The structure of monolayers is defined by supramolecular patterns. While detailed information about these patterns would be the ultimate key to understand material behavior, STM images are missing one of the key ingredients: intermolecular bonds can not be reliably detected in these pictures.

Left: STM image of two distinct supramolecular patterns composed of 2,7-Pyrenedione molecules. Molecules appear as dots, intermolecular bonds are not visible. Right: Structure drawing of the molecule. (Source: U. Basel)


In the absence of reliable imaging technology, scientists attempt to reconstruct the pattern of intermolecular bonds by using costly and time-consuming models that run on supercomputers.

The main idea of the article is to model supramolecular patterns by space-filling tessellations at  four well separated scales one of which (dubbed Level 4) is visible by STM and another (dubbed Level 1) is the molecule itself. By using purely geometrical reasoning relying on the mean field theory of space-filling mosaics as well as chemical information about the molecule, the team came up with formulae defining lower and upper bounds on the average properties of the intermediate Level 2 where intermolecular bonds play a major role. The established bounds use information from Level 4 (available via STM imaging) and Level 1 (available form molecular chemistry).

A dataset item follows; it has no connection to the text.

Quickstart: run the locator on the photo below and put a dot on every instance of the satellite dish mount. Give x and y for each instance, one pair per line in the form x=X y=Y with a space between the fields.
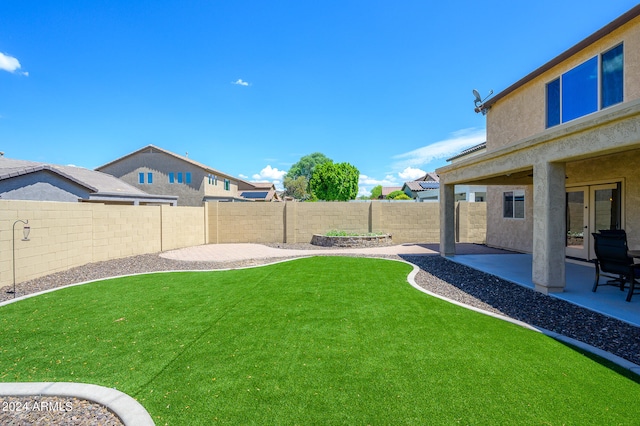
x=479 y=102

These formulae, which could be regarded as an enhancement of STM imaging, provide fast and reliable, albeit approximate information on intermolecular bonding patterns. The team also proved that the bounds provided by their formulae are sharp, i.e. they can not be improved and this has also been verified by using experimental data. While the current article discusses the case of hydrogen bonding, the theory can be, in principle, extended to other bonding mechanisms.

The lead author of the study is Krisztina Regős, research associate at the ELKH-BME MRG and first year graduate student at MGM, BME. Krisztina earned the Hauszmann Prize at BME for her diploma work on space filling patterns serving as geometric models. In 2021 she was awarded the Dennis Gabor Student Fellowship, as well as the audience award at the FAMELAB finals in Hungary, and her PhD studies are supported by the Albrecht Science Fellowship.

Link to the study:

About the Morphodynamics Research Group of ELKH and BME

A central topic of the ELKH-BME MRG research group is geometric modeling of natural phenomena using space-filling patterns. One of their recent articles, published also in PNAS and linking fracture patterns to the ideas of Plato and the Gömböc was selected by Science Magazine as one of the 10 most interesting papers of the year 2020. Another central topic of the group is geophysical particle shape evolution by attrition. When the first interstellar object, dubbed ’Ouamuamua was spotted in the Solar

System its hugely elongated shape was detected. Astrophysicists from Harvard speculated that it may be a spaceship, however, the American Astronomical Society published a research note authored by scientists from ELKH-BME MRG claiming that the strange shape is due to natural attrition. The article was the most read note on the AAS website for several months.